Communities in Context is an effort to illustrate and draw attention to how our cities and communities are organized, how resources are divided across communities and how those spaces matter.


 The neighborhoods and places we live shape our identity. Americans have been organizing themselves according to these constructed identities for generations and continue to reinforce the pattern when they choose to move or stay. Our neighborhoods, the specific, immediate communities where we live, provide the most opportunities for us to interact with other people. These relationships deepen our understanding of the world and come to define us both as individuals and as a member of a group. When our neighborhoods represent divisions that exist across our society, we as members of those neighborhoods come to embody those divisions -- be they racial, economic, ethnic, cultural, political or religious -- in ourselves. For instance, neighborhoods and places, urban and suburban, north and south, have maintained stark racial identities despite the conviction that America has progressed beyond race. How can we expect ourselves to overcome decades-old divisions when we maintain those divisions through the places we choose to live? How can we expect ourselves to appreciate people as anything more than a stereotype when we only live among and interact with people who think or look like us?

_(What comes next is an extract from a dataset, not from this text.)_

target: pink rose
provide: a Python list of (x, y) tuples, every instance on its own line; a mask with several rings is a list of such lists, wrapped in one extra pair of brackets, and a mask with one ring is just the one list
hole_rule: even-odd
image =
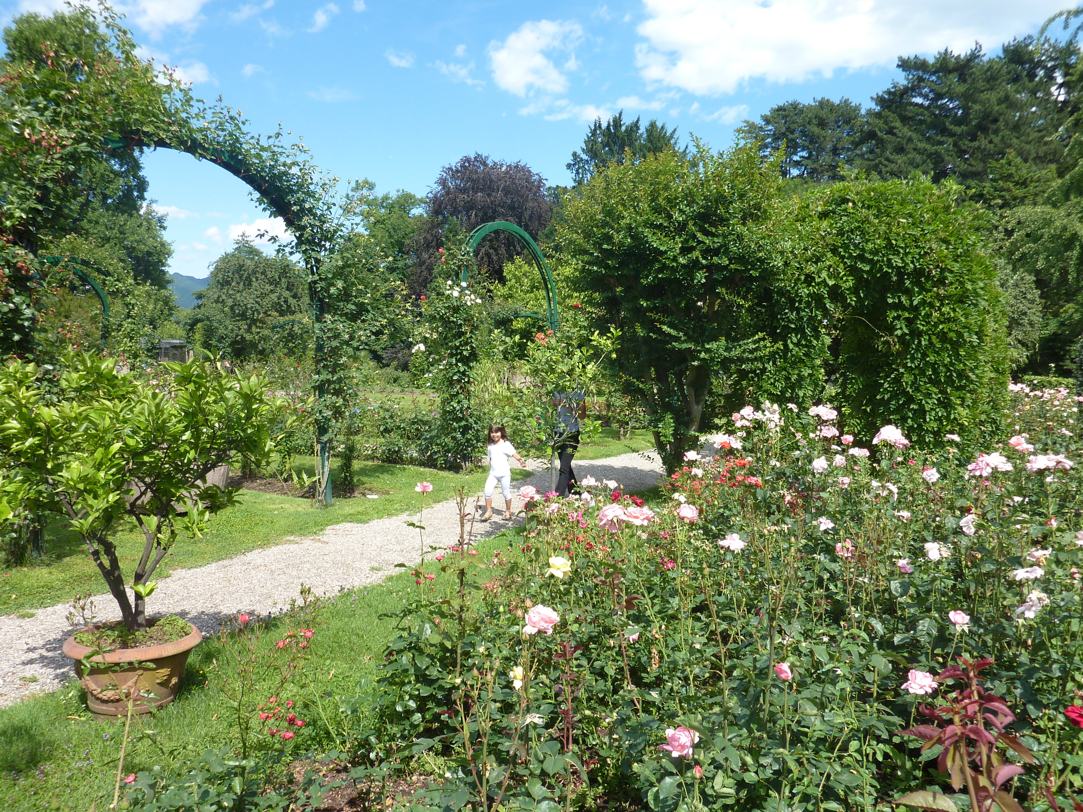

Our neighborhoods and communities provide the context and structure around our lives as they unfold. These spaces can expose us to opportunities and challenges. Some spaces hold certain advantages such as access to good schools, proximity to jobs, status or neighborhood identity, access to fresh and nutritious foods, safe drinking water and clean air. Spaces with advantages augment and stabilize the lives of residents. Conversely, some spaces hold certain disadvantages such as exposure to violence, a dearth of jobs or social stigma; disadvantages which disrupt and destabilize the lives of residents. While many communities have some mix of advantages and disadvantages, the reality is that advantages or disadvantages are often concentrated with each other, creating communities of advantages and communities of challenges. A child growing up in a community with concentrated advantage will grow up healthier physically, psychologically and socially compared to a child growing up in a community with concentrated disadvantage. It is an injustice if, by virtue of geography alone, one child's physical well being and life chances are significantly restricted. Yet, when these maps of concentrated advantage and disadvantage resemble the divisions among communities, it is an even more disturbing injustice.